Model of the MitoNEET [2Fe-2S] Cluster Shows Proton Coupled Electron Transfer

MitoNEET is an outer membrane protein whose exact function remains unclear, though a role of this protein in redox and iron sensing as well as in controlling maximum mitochondrial respiratory rates has been discussed. It was shown to contain a redox active and acid labile [2Fe-2S] cluster which is ligated by one histidine and three cysteine residues. Herein we present the first synthetic analogue with biomimetic {SN/S-2} ligation which could be structurally characterized in its diferric form, 5(2-). In addition to being a high fidelity structural model for the biological cofactor, the complex is shown to mediate proton coupled electron transfer (PCET) at the {SN} ligated site, pointing at a potential functional role of the enzyme's unique His ligand. Full PCET thermodynamic square schemes for the mitoNEET model 5(2-) and a related homoleptic {SN/SN} capped [2Fe-2S] cluster 4(2-) are established, and kinetics of PCET reactivity are investigated by double-mixing stopped-flow experiments for both complexes.
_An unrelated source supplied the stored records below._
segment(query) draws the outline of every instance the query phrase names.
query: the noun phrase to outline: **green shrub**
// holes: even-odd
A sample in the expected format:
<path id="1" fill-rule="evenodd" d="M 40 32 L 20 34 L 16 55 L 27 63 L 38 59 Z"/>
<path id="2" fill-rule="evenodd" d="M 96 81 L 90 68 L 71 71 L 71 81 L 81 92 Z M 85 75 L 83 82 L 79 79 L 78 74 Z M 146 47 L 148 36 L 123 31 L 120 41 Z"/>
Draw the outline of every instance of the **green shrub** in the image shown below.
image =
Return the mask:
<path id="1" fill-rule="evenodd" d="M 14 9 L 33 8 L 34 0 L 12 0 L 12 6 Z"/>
While the N-H bond dissociation free energy (BDFE) of 5H(2-) (230 +/- 4 kJ mol(-1)) and the free energy Delta G degrees(PCET) for the reaction with TEMPO (-48.4 kJ mol(-1)) are very similar to values for the homoleptic cluster 4H(2-) (232 +/- 4 kJ mol(-1),-46.3 kJ mol(-1)) the latter is found to react significantly faster than the mitoNEET model (data for 5H(2-): k = 135 +/- 27 M-1 s(-1), Delta H double dagger = 17.6 +/- 3.0 kJ mol(-1), Delta S double dagger = -143 +/- 11 J mol(-1) K-1, and Delta G double dagger = 59.8 kJ mol(-1) at 293 K). Comparison of the PCET efficiency of these clusters emphasizes the relevance of reorganization energy in this process.